What Shawn Achor Teaches Us About Leadership Drift
Leadership drift rarely happens all at once. It happens in small shifts in focus, meaning, and energy over time. This piece explores how perspective shapes performance and how leaders can stay grounded in purpose to lead with consistency and impact.
My grandfather taught me something early in life that I did not fully understand at the time. He said there are three types of things we experience. Things you have to do, things you want to do, and things you get to do.
As a teenager, it sounded simple. Almost too simple. But over time, it started to take shape in a more meaningful way.
Early in my career in human resources, I came across Amy Wrzesniewski’s work on how people mentally frame their jobs. Whether they see their work as a job, a career, or a calling has a direct impact on how they show up and perform. That was the moment things became clear for me. My grandfather’s words and her research came together in a way that made sense.
It helped me understand not just what I was doing, but why it mattered.
That shift moved the work from something I had to do, to something I wanted to do, and eventually to something I felt I get to do.
That is where leadership begins to take root.
Shawn Achor’s research builds on a similar idea. Our perspective does not just reflect our reality, it shapes it. The way we think about our work, our teams, and our responsibilities influences how we lead within them.
This is where leadership drift begins.
Not in major decisions, but in small, almost unnoticeable shifts in how we view the work. A leader who once felt connected to purpose begins to feel weighed down by responsibility. Work that once felt meaningful starts to feel transactional. The language changes. The energy changes. And over time, the leadership changes.
Drift is subtle, but it is powerful.
And it is often not caused by a lack of commitment, but by a loss of connection.

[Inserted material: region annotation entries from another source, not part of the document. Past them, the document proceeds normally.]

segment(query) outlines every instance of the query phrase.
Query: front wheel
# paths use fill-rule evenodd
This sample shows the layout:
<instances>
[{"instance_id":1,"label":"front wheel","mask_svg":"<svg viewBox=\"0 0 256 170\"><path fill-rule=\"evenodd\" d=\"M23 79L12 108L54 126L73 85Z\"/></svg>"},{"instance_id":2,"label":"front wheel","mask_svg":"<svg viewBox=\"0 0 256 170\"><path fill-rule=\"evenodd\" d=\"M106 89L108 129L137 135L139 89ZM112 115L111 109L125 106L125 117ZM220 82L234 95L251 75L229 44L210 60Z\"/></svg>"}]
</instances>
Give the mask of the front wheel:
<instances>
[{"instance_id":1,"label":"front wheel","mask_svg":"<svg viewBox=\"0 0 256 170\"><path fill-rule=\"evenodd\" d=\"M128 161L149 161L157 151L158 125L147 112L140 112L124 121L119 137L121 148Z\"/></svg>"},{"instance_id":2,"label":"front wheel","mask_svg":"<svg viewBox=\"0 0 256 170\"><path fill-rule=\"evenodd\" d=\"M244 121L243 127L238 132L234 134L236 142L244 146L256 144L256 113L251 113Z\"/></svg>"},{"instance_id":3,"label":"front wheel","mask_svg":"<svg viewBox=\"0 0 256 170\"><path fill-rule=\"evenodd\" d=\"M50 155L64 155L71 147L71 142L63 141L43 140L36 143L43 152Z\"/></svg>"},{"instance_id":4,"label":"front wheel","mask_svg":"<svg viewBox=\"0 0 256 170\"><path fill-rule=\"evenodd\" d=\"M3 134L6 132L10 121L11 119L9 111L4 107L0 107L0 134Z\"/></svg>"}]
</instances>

This is where values matter.
For me, service is what brings the work back into focus. Coaching, like my earlier work in HR, is something I get to do in service of others. That framing changes how I show up. It shifts the work from obligation to opportunity.
Temperance is what helps me stay grounded when the demands increase. It reminds me not to let the pressure of the moment redefine the meaning of the work.
Integrity ensures that my decisions, actions, and intentions remain aligned, even when the work becomes complex.
These are not abstract ideas. They are anchors.
If leadership drift happens through small shifts, then staying aligned requires intentional ones.
There are a few ways to begin that process.
First, pay attention to your language. Are you describing your work as something you have to do, or something you get to do? That shift alone can reveal where drift may be happening.
Second, reconnect to who the work serves. Service has a way of re-centering leadership quickly. When the focus moves from self to others, clarity often follows.
Third, create a moment to pause and recalibrate. Drift accelerates in constant motion. Even a short pause can help you regain perspective.
Fourth, realign your actions with your values. Not in a broad sense, but in specific decisions. How you respond, what you prioritize, and how you communicate.
Leadership does not drift because leaders stop caring.
It drifts because the pace and pressure slowly pull them away from the reason they started.
The good news is that what drifts can be realigned.
Sometimes not by doing more.
But by returning to what you already know matters.